In the future, other artists from Kinngait, perhaps inspired by Quv’s artistic path, may visit Open Studio. As the print-focused organization mentions, this undertaking comes from a historic affiliation with Kinngait Studios and the West Baffin Eskimo Cooperative — the residency has taken many shapes over the years, but has
remained at the core of this partnership since the 1970s. These organizations have been regular collaborators in the past, and have continually rekindled their commitment to one another through various creative exchanges.
Inuit Artist Creative Residency 2016
In May of 2016, Open Studio hosted Tim Pitsiulak (Kinngait/Cape Dorset, Nunavut) for the first Inuit Artist Creative Residency. Tim’s artwork and generous spirit had a huge impact on the Open Studio community. Many friendships were forged during his time working in the studio, and we were all devastated to learn of his untimely passing in December of 2016. Tim’s sense of humour and gentle joking meant that the studio was filled with laughter as he worked tirelessly during his residency. Tim arrived early every day, spending all day working on the drawings used to create the large screenprints completed during the residency. Even after he returned home to Cape Dorset, he would often call the office just to say hello and see how everyone was doing. When his residency was done, he generously donated the print Sounding Whale, with the specific request that it be used to raise funds for the organization.
Tim Pitsiulak (1967 – 2016) was an Inuk artist and hunter known primarily for his large-scale drawings and majestic prints, and is recognized throughout the art world for his unique and important contributions to Inuit art. The land and its wildlife were initially the primary influences; he later became a chronicler of the everyday, drawing large format, meticulously detailed depictions of boats, heavy equipment and airplanes—the machinery of modern life in Cape Dorset. Tim was a serious hunter and his respect for the natural world and its wildlife was fundamental to his artistic sensibility. Tim was particularly inspired by the whales that frequent the cold Arctic waters—the beluga and the bowhead.
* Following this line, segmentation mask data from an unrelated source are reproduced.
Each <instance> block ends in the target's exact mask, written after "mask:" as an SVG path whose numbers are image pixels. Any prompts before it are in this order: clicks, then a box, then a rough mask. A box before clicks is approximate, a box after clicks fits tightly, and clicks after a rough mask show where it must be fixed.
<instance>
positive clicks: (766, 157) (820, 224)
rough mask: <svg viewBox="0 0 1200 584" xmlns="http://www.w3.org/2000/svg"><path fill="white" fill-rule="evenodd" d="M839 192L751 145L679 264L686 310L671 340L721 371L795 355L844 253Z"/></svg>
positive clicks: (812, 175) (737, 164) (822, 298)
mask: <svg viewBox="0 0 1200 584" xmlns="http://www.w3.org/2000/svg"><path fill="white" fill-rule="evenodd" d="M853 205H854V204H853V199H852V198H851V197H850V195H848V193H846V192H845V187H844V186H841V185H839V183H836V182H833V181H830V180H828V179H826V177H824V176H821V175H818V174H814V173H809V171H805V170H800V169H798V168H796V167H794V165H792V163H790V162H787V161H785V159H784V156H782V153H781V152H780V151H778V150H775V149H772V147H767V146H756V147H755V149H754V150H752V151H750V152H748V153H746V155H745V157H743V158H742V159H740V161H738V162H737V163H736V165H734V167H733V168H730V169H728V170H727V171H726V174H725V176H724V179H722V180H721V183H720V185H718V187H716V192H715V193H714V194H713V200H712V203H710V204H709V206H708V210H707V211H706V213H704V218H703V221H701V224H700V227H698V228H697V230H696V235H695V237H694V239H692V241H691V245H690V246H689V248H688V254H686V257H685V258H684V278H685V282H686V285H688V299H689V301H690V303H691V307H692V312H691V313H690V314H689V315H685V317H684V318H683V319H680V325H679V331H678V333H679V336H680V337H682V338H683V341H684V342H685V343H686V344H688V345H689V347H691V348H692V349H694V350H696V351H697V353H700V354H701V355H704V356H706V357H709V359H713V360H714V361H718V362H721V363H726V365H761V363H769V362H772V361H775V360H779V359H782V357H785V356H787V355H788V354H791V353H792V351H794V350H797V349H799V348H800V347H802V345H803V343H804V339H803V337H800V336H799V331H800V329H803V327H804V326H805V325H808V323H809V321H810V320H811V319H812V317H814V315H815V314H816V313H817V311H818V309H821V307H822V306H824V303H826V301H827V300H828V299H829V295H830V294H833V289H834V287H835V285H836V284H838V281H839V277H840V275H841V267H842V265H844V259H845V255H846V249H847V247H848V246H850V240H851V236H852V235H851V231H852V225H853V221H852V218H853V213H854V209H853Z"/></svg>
His drawings of whales were often embellished with tattoos of ancient artifacts hearkening back to the sacred roots of the hunt. Tim’s work has been exhibited in several venues in Canada and overseas. He also worked on a number of major commissions including a coin design for the Royal Canadian Mint and a large scale drawing for the foyer of the Toronto Dominion Bank in downtown Toronto.